Na Expert XP 2026, realizada em São Paulo, gestores destacaram que a inteligência artificial (IA) tem ampliado margens e produtividade nas empresas, mas a inflação continua sendo o maior risco para a economia global. O evento, que reúne especialistas do mercado financeiro, trouxe debates sobre os impactos da tecnologia e os desafios macroeconômicos.
IA impulsiona eficiência, mas inflação preocupa
Segundo painelistas, a adoção de IA tem gerado ganhos significativos de eficiência operacional, com aumento de margens em setores como tecnologia e serviços. No entanto, a pressão inflacionária, impulsionada por custos de energia e matérias-primas, ainda é vista como o principal obstáculo para um crescimento sustentável. “A IA ajuda a reduzir custos, mas se a inflação não ceder, os ganhos podem ser anulados”, alertou um dos gestores presentes.

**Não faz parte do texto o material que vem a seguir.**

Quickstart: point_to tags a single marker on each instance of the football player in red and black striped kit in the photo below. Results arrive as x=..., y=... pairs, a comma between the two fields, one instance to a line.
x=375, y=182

Mercado de trabalho e produtividade
Outro ponto debatido foi o impacto da IA no mercado de trabalho. Especialistas apontam que a tecnologia pode substituir funções repetitivas, mas também cria novas oportunidades em áreas como análise de dados e desenvolvimento de algoritmos. A produtividade, medida por hora trabalhada, tem mostrado avanços, mas a distribuição desses ganhos ainda é desigual entre setores.
Perspectivas para 2026
Os gestores recomendaram cautela com investimentos em renda fixa, que tradicionalmente protegem em cenários de inflação, mas agora exigem reavaliação devido às mudanças nas taxas de juros. “A renda fixa, que antigamente protegia, precisa ser reavaliada”, afirmou um participante. O evento também abordou a necessidade de diversificação de portfólio, com foco em ativos que se beneficiam da inovação tecnológica.

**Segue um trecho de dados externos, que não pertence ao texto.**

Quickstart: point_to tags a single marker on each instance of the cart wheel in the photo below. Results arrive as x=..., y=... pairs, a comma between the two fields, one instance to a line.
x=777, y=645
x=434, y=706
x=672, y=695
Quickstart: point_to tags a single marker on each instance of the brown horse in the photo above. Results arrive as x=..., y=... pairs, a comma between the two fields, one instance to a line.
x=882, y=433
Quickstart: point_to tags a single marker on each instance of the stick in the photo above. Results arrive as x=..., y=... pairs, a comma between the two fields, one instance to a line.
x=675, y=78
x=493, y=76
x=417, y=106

Expert XP 2026: programação e destaques
A Expert XP 2026 conta com palestras de nomes como Will Smith, o ex-presidente do Banco Central Roberto Campos Neto e o ministro da Fazenda Fernando Haddad. O segundo dia do evento teve discussões sobre fluxo estrangeiro na Bolsa brasileira, com o JPMorgan alertando que o alívio recente não deve durar. O dólar operou estável, influenciado por tarifas comerciais e tensões no Oriente Médio.